Interne Kühlmittelkanäle in geschmiedeten Kühlplatten werden typischerweise durchgehend erzeugt Präzisions-CNC-Bearbeitung nach dem Schmieden – entweder durch Bohren gerader Kanäle, die dann an Zugangspunkten verschlossen werden, durch Fräsen offener Kanalmuster, die anschließend durch Hartlöten oder Reibrührschweißen mit einer Abdeckplatte abgedichtet werden, oder durch eine Kombination von Ansätzen, abhängig von der erforderlichen Kanalgeometrie. Die Fähigkeit der Fertigungsanlage zur Präzisionsbearbeitung ist entscheidend für die Erreichung der Kanalabmessungen, der Oberflächengüte und der Anschlussgeometrie, die in den hydraulischen und thermischen Leistungsberechnungen festgelegt sind.
Die Druckanforderungen variieren je nach Anwendung erheblich. NEV-Batteriekühlsysteme arbeiten typischerweise bei Kühlmitteldrücken von 1,5 bis 3 bar , während industrielle Flüssigkeitskühlkreisläufe und Kühlkreisläufe von Hochleistungsrechnern mit 4 bis 6 bar oder mehr betrieben werden können. Kühlplatten sollten einem Prüfdrucktest und einem Dichtheitstest mit einem Vielfachen des Betriebsdrucks unterzogen werden – typischerweise dem 1,5-fachen Arbeitsdruck für die Prüfprüfung – und das geschmiedete Plattenmaterial und die Kanalwandstärke müssen so ausgelegt sein, dass die strukturelle Integrität bei maximalem Systemdruck mit angemessenem Sicherheitsspielraum erhalten bleibt.
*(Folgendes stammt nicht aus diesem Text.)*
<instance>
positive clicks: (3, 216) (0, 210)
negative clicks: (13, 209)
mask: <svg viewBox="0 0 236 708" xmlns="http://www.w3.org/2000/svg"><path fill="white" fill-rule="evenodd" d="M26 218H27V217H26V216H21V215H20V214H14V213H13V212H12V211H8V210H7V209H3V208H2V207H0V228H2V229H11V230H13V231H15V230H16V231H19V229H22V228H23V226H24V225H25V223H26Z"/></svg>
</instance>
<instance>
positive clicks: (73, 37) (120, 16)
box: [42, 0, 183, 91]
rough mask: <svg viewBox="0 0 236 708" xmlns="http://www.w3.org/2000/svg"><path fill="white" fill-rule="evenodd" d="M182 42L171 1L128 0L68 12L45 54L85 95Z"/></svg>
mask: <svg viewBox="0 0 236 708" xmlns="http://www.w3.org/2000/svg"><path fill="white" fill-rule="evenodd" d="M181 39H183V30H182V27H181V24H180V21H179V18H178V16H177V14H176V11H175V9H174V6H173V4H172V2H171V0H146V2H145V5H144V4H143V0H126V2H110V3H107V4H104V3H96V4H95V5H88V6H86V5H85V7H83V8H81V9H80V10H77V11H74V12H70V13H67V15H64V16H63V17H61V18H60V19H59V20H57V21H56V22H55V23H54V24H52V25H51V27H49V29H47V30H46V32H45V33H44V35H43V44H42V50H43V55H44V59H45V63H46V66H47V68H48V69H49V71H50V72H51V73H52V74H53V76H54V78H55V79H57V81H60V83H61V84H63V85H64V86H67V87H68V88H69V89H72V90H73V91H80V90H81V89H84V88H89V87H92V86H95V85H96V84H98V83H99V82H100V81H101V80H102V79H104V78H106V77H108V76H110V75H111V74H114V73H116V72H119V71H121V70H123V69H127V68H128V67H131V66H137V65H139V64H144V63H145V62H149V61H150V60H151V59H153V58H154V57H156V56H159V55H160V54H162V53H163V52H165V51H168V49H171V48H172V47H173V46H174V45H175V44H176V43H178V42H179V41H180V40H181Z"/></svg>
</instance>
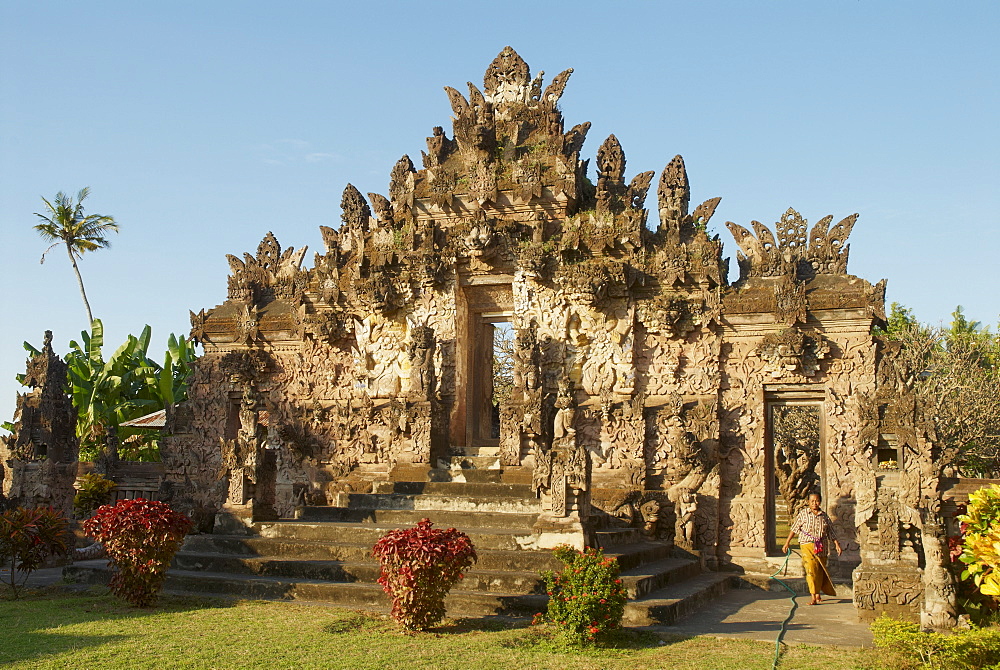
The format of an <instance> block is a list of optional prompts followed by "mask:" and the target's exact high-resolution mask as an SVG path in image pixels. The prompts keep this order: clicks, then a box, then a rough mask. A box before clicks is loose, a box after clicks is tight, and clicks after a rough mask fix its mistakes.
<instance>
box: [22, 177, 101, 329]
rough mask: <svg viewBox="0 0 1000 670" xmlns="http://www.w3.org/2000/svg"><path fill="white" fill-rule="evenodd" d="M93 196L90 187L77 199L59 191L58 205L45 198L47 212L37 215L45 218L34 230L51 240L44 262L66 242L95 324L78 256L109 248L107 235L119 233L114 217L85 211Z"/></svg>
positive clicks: (35, 213) (81, 291)
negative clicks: (56, 247)
mask: <svg viewBox="0 0 1000 670" xmlns="http://www.w3.org/2000/svg"><path fill="white" fill-rule="evenodd" d="M88 195H90V187H87V188H83V189H80V192H79V193H77V194H76V202H75V203H74V202H73V200H72V199H71V198H70V197H69V196H68V195H66V194H65V193H63V192H62V191H59V193H56V197H55V199H54V200H53V202H54V203H55V204H53V203H52V202H49V201H48V200H46V199H45V198H42V202H44V203H45V207H46V208H47V209H48V212H46V213H45V214H39V213H38V212H35V216H37V217H38V218H39V219H41V220H42V223H39V224H37V225H36V226H35V230H37V231H38V234H39V235H41V236H42V238H43V239H44V240H45V241H46V242H52V244H51V245H50V246H49V248H48V249H46V250H45V252H44V253H43V254H42V260H41V261H40V262H41V263H44V262H45V254H47V253H49V252H50V251H52V248H53V247H55V246H57V245H58V244H60V243H61V244H65V245H66V253H67V254H69V262H70V263H72V264H73V272H75V273H76V281H77V283H79V284H80V295H81V296H83V306H84V307H86V308H87V323H88V324H92V323H94V314H93V313H92V312H91V311H90V302H89V301H88V300H87V292H86V291H85V290H84V288H83V277H82V276H81V275H80V268H79V267H77V265H76V259H78V258H80V257H81V256H83V254H84V253H86V252H88V251H94V250H95V249H101V248H107V247H110V246H111V243H110V242H108V239H107V237H106V235H107V234H108V233H109V232H112V231H114V232H116V233H117V232H118V224H117V223H115V219H114V217H111V216H104V215H102V214H90V215H87V216H85V215H84V213H83V201H84V199H85V198H86V197H87V196H88Z"/></svg>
Ja. Die integrierten Fertigungskapazitäten der ACE Group – Schmieden, Wärmebehandlung, Präzisionsbearbeitung und Oberflächenbehandlung unter einem einheitlichen Qualitätssystem – unterstützen die kundenspezifische Produktion von Kühlplattenschmiedestücken in einer Reihe von Legierungen, Abmessungen, Kanalgeometrien und Oberflächenbehandlungsspezifikationen. Das Ingenieurteam der Gruppe verfügt über Erfahrung in den Bereichen Materialien, Wärmebehandlung und Bearbeitung und arbeitet mit Kunden zusammen, um die Anforderungen des Wärmemanagements in produktionsreife Fertigungsspezifikationen umzusetzen. Alle kundenspezifischen Produkte unterliegen demselben 100 % Ausgangskontrollstandard als Standardproduktlinien.
The 400 μm Pulverbeschichtung mit einmaligem Auftrag Die von der Oberflächenbehandlungs-Tochtergesellschaft der ACE Group bereitgestellte Schutzschicht ist mehr als dreimal dicker als herkömmliche industrielle Pulverbeschichtungen. Diese Dicke bietet eine wesentlich robustere Barriere gegen das Eindringen von Feuchtigkeit, UV-Strahlung, chemische Angriffe durch Kühlmittelzusätze oder Umweltverunreinigungen sowie mechanischen Abrieb – all dies zersetzt dünnere Beschichtungen und setzt das Grundmetall schließlich korrosiven Angriffen aus. Bei Kühlplatten, die im Freien, in Industrieanlagen oder an Fahrzeugunterböden installiert werden, verlängert diese Beschichtungsleistung direkt die Lebensdauer und reduziert den Wartungsaufwand über die gesamte Betriebslebensdauer des Produkts.